Formada em Curitiba no ano de 1987 e radicada no Rio de Janeiro desde 1998, a companhia se pautou principalmente pela busca de uma dramaturgia própria. A identidade alcançada por essa postura traz a segurança evidenciada nessa montagem de Toda nudez será castigada.
O início é absolutamente alucinante. O mergulho radical e violento joga o espectador fundo na poltrona e sinaliza que o que se segue é um percurso nada agradável por uma história que gradativamente ganha ares de pesadelo. E a expectativa não é frustrada. O subtítulo que Nelson atribui ao texto - "Obsessão em três atos" - é construído com precisão pelo grupo.
Classificada como uma de suas "tragédias cariocas", Toda nudez... coloca em questão um dos temas caros ao dramaturgo, o puritanismo. Conta a história de Herculano, um viúvo que reprime seus desejos em nome de uma castidade inflexível. É um homem devastado e sem perspectivas, que passa os dias chorando a morte da esposa.
A conselho de seu irmão Patrício, Herculano dirige-se embriagado ao bordel onde trabalha a prostituta Geni. Ela se apaixona instantaneamente por ele, que se entrega a ela no decorrer da história.

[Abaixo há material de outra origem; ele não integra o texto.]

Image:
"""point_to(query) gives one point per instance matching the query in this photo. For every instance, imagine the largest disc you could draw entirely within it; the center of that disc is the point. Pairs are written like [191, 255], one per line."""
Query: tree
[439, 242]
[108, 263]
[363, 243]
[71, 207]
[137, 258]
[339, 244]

O enlace entre os dois acarreta em uma sucessão de acontecimentos que desemboca em um desfecho trágico.
Os falsos moralismos, as hipocrisias e a força inexorável dos instintos humanos explodem a olhos vistos. Nelson conduz o fio narrativo com maestria: a história começa em um cenário caótico e descamba em um final violento e desolado. Não há um respiro; o espectro da tragédia ronda cada gesto, cada palavra.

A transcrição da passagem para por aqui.